Median concentrations of copeptin were not significantly different in patients with different Lee index (Lee index 1 [n = 127]: 6.9 [4.0 to 12.9]; Lee index ≥2 [n = 71]: 7.8 [2.4 to 15.7]; p = 0.913) but were significantly higher in patients with higher Eagle scores (Eagle score 0: 5.8 [2.4 to 9.5]; Eagle score 1 to 3: 7.3 [3.4 to 15.6]; Eagles core ≥4: 17.1 [3.4 to 29.7]; p = 0.026).
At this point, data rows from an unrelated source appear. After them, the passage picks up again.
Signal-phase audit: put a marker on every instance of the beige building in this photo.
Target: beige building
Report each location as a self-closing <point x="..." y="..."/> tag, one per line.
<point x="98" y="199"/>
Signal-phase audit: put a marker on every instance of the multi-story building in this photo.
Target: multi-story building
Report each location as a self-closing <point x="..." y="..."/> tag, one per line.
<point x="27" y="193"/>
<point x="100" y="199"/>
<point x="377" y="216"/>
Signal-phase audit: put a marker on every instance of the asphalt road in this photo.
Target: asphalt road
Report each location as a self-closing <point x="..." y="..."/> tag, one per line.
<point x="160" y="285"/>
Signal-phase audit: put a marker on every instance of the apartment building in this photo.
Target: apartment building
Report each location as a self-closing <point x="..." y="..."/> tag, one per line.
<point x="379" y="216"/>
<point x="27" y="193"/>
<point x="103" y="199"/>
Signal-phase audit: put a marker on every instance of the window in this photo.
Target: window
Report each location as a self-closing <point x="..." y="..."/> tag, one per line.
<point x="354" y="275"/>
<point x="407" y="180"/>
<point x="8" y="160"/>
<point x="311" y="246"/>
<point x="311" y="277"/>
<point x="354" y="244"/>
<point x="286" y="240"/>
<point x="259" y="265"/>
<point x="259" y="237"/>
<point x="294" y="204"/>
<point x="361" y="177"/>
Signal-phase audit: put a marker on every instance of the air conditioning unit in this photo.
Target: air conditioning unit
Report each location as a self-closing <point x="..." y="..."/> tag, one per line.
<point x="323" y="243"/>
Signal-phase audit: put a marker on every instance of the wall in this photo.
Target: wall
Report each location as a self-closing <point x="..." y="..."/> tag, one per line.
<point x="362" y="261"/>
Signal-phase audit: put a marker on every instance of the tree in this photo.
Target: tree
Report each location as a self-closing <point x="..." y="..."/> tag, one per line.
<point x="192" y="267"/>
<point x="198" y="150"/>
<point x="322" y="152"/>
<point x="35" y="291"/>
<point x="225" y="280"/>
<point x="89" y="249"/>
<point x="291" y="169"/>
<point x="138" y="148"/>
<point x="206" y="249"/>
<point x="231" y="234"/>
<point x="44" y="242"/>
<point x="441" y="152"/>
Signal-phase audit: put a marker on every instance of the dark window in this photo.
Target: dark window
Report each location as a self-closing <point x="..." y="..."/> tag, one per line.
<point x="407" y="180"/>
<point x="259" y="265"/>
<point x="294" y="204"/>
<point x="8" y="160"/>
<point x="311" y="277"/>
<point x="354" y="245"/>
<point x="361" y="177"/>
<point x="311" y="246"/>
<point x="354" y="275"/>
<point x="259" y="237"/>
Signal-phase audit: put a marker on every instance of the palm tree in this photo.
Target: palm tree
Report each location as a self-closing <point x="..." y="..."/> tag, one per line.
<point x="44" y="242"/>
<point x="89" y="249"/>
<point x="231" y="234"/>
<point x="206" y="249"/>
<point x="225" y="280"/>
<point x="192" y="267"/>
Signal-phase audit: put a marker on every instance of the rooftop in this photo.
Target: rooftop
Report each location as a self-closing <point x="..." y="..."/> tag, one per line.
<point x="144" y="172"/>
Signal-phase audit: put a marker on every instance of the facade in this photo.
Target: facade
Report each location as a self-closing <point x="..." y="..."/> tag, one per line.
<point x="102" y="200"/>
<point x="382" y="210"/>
Copeptin concentrations showed weak but significant positive correlations with age (r = 0.248, p <0.001), NT–pro-BNP (r = 0.256, p <0.001), hs-CRP (r = 0.263, p <0.001), cTnT (r = 0.228, p = 0.001), and creatinine levels (r = 0.226, p = 0.001) and negative correlation with eGFR (r = −0.177, p = 0.013).
In multivariate linear regression analysis, only age, hs-CRP, and creatinine concentrations were independent determinants of copeptin levels, but these 3 variables accounted only for 18.1% of variation of copeptin.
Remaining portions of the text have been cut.